FULL HOUSE
-Takoujo version-
Chap 8
Kachou membolak-balik tanggalan di dinding sambil bergumam sendiri.
“Ini tanggalan apa kelambatan lima belas hari? Konon disini baru tanggal enam belas, kok beras jatah sebulan uda abis...?” gumamnya, melirik buku catatan pengeluaran di tangan. “Berarti harus beli lagi. Walah, duit udah seret. Baru minta Sachou bulan lalu, masa kudu minta lagi sekarang? Ah, Yoli! Sini bentar!”
Fukuka-yang berniat kabur setelah merampok botol limun dari kulkas-menyumpah-nyumpah dalam hati, lalu berbalik dan berkata dengan gaya kasual.
“Ya?”
“Liat deh.” Kachou menyodorkan buku catatannya kedepan hidung Fukuka. “Beras kok udah pada abis ya?

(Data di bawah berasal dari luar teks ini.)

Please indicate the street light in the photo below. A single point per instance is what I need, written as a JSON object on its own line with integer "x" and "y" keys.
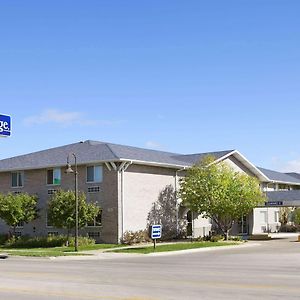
{"x": 69, "y": 170}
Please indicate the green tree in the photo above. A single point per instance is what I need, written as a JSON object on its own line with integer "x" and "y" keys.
{"x": 16, "y": 208}
{"x": 296, "y": 216}
{"x": 218, "y": 192}
{"x": 61, "y": 210}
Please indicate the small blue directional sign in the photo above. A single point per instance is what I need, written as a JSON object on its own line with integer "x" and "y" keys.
{"x": 155, "y": 232}
{"x": 5, "y": 125}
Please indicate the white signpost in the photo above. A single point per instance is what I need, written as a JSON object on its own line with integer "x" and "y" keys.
{"x": 155, "y": 233}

Harusnya perbulan sekarung, sekarang uda harus beli lagi. Aneh, padahal harusnya kalo ikut peraturan kita, sekarung juga gak bakal abis dalam waktu sebulan. Apa akhir-akhir ini banyak tikus di apartemen?” tanya Kachou yang gak mau bersuudzon pada anak buahnya.
ALL : *plok plok plok!* ‘Kachou keren... Keren...!’

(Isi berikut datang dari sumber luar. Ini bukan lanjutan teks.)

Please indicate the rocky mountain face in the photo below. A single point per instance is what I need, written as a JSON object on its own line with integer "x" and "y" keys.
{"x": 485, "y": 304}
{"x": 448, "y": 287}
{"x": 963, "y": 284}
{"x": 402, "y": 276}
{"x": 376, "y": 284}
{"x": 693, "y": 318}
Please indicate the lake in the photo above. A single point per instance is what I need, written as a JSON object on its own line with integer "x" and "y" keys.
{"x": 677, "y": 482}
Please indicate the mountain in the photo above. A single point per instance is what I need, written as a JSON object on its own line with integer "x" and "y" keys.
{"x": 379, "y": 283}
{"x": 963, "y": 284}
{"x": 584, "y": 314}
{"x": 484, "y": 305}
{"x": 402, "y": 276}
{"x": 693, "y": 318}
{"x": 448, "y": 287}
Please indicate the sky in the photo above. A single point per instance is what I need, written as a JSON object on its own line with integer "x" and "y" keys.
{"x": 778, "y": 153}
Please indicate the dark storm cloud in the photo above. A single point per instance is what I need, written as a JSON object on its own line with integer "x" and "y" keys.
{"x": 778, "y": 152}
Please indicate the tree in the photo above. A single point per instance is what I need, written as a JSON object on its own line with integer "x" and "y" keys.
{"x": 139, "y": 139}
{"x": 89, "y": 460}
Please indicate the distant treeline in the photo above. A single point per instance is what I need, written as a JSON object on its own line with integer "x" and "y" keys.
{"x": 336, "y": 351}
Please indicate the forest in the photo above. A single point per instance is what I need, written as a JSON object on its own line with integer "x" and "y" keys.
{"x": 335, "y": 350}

Pyon : ‘Akhirnya...’ *terharu*
“Hmmm... Kali lu belinya sekarung tapi dalam versi yang lebih mini, Pyon. Jadi isinya lebih dikit?” usul Fukuka nggak konsen, pikirannya melayang ke botol limun yang ia sembunyikan di balik kaosnya. Dingin.
“Ah, nggak gitu deh...” jawab Kachou. “Kalopun iya, berarti gue ditipu ama tu toko. Gue mesti komplen-”
“Komplain, Pyon.”
“Ya itulah. Yoli ntar malem belanja bulanan sama gue ya. Sebenernya Cuma mau beli beras doang sih, tapi kayanya gue mau liat-liat furniture juga. Sofa di ruang tengah kan udah agak bobrok tuh, kalo duit masi cukup maunya sih gue ganti, daripada-Lu kenapa?” Kachou melihat perubahan di wajah Fukuka.

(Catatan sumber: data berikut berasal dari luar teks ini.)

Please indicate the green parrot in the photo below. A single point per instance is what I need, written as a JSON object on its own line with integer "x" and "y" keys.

Fukuka meringis. “Itu... Dingin-eh, nggak... Nggak papa kok.”
“Yakin?”
“Iya... er... mau ke kamar mandi dulu yah?” Fukuka berbalik dan siap-siap lari, tapi...
-Brak-
-PRANG-
“...”
“...”
Kedua petinggi Takojo itu memandangi sisa botol limun yang menggelinding ke kolong meja dapur dan pecahannya yang berserakan di lantai.
“Yoli...?”
“... Ya?”
“Potong gaji ya.”
Fukuka nangis bombay.
“Cuma mo minum limun sebotol aja masa ga boleh Pyon?” kata Fukuka ketika mereka berjalan kembali ke ruang tengah.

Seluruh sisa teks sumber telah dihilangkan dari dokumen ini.